The syrup is viscous, so this doesn't happen.  The syrup in the centre of the bottle remains hot - maybe 80 C after half an hour.  The coldest part of the syrup is probably where the top surface meets the glass - which might be, say 50 C.  At 80 C, the saturated vapour pressure of pure water is 0.47 bar, while at 50 C it is only 0.12 bar.  The numbers will be slightly different for syrup, of course.
Provided the air left in the bottle has a pressure less than the difference (0.35 mbar), the pressure in the bottle will be below 0.47 bar, causing the hot syrup in the middle to boil.  The bubble of steam will recondense at the top.  Unlike natural convection, which is driven by the tiny density variations in the syrup, the movement of the steam bubble is driven by the very large density difference between steam and syrup, so it now takes over as the most effective method of heat transfer.

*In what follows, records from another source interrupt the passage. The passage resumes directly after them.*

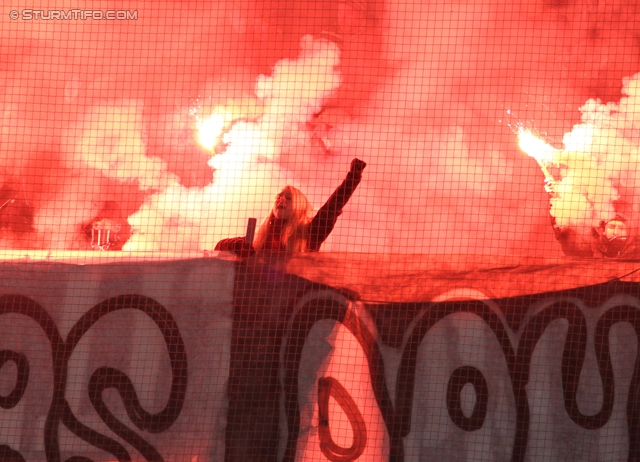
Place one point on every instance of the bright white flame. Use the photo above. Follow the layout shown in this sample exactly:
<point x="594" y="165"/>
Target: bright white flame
<point x="210" y="130"/>
<point x="580" y="139"/>
<point x="535" y="147"/>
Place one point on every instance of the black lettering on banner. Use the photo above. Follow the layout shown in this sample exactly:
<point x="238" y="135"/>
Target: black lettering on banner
<point x="102" y="379"/>
<point x="330" y="387"/>
<point x="302" y="322"/>
<point x="22" y="377"/>
<point x="460" y="377"/>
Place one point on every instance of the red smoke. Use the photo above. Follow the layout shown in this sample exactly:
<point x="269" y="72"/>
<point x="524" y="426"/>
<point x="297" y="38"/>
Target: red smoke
<point x="429" y="94"/>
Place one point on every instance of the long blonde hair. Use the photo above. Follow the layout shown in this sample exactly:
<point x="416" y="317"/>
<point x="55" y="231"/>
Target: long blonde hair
<point x="294" y="234"/>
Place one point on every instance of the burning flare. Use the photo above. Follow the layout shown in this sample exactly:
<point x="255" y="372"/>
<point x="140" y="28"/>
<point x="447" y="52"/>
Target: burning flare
<point x="534" y="147"/>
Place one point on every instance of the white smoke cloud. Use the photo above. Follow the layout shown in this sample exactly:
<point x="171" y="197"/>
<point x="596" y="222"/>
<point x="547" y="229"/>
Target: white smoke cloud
<point x="247" y="173"/>
<point x="599" y="163"/>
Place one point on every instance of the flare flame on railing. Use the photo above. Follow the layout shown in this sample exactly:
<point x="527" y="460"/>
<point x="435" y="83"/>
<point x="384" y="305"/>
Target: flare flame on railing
<point x="538" y="149"/>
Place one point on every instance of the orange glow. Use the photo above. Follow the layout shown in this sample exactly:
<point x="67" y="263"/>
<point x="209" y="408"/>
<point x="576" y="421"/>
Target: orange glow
<point x="209" y="130"/>
<point x="535" y="147"/>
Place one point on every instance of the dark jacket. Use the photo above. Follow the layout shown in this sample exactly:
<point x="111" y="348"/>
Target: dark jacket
<point x="319" y="228"/>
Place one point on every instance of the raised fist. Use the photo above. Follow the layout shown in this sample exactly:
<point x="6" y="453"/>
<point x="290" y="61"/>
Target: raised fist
<point x="357" y="166"/>
<point x="550" y="186"/>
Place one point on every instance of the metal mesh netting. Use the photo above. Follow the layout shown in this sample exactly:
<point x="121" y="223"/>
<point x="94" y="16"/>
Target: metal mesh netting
<point x="351" y="230"/>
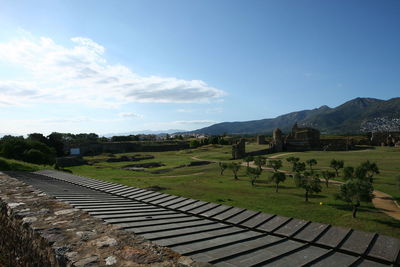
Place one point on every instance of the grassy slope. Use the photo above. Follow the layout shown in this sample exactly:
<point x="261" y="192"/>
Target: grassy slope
<point x="16" y="165"/>
<point x="205" y="183"/>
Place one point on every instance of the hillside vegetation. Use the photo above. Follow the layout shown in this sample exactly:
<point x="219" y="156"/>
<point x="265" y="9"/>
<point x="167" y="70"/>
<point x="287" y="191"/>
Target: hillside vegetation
<point x="355" y="116"/>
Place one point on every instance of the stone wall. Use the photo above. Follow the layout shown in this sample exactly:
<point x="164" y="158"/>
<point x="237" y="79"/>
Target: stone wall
<point x="37" y="230"/>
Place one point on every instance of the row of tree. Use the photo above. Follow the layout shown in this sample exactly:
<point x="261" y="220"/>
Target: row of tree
<point x="357" y="187"/>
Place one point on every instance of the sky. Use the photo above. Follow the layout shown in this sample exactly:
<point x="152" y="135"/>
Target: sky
<point x="122" y="66"/>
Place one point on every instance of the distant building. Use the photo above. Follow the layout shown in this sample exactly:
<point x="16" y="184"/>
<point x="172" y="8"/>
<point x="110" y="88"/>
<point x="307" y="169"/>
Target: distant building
<point x="74" y="151"/>
<point x="305" y="139"/>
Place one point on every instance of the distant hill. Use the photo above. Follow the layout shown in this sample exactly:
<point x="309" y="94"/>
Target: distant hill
<point x="355" y="116"/>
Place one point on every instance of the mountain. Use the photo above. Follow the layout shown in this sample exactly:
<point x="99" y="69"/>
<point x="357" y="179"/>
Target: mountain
<point x="160" y="132"/>
<point x="354" y="116"/>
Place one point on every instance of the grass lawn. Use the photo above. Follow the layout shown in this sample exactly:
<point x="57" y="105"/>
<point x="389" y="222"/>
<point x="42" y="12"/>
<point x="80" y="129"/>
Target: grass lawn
<point x="206" y="183"/>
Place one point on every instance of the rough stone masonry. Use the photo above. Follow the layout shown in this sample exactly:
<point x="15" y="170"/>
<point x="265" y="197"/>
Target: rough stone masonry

This only works because the steam condenses when it encounters cooler syrup at the top of the bottle.  Otherwise the space above the syrup would immediately fill up with steam and boiling would stop.
A: Yes, it's boiling.  The clue is that you said some of the air above the liquid was sucked out, so the pressure is significantly lower than normal atmospheric.
Boiling happens when the gas pressure at the surface of a liquid is lower than the liquid's vapor pressure.  When boiling something in a open container, we heat it to make it boil.  Water boils at 100°C because that is when its vapor pressure reaches one atmosphere.  We sometimes forget that pressure is the other variable that decides when a liquid boils.  You can just as well boil water by lowering the pressure above it as raising its temperature.  There are things called steam tables that give the vapor pressure of water at various temparatures.
This is the reason that water boils at a lower temperature than 100°C at high elevations.  The air pressure is lower, so it takes a lower vapor pressure for water to boil, which requires a lower temperature to reach.  This is also the same reason that the temperature in a pressure cooker is higher than normal "boiling" temperature.  Pressure is deliberately regulated to a higher than normal level in the pressure cooker, which requires higher temperature to keep the water at the boiling point.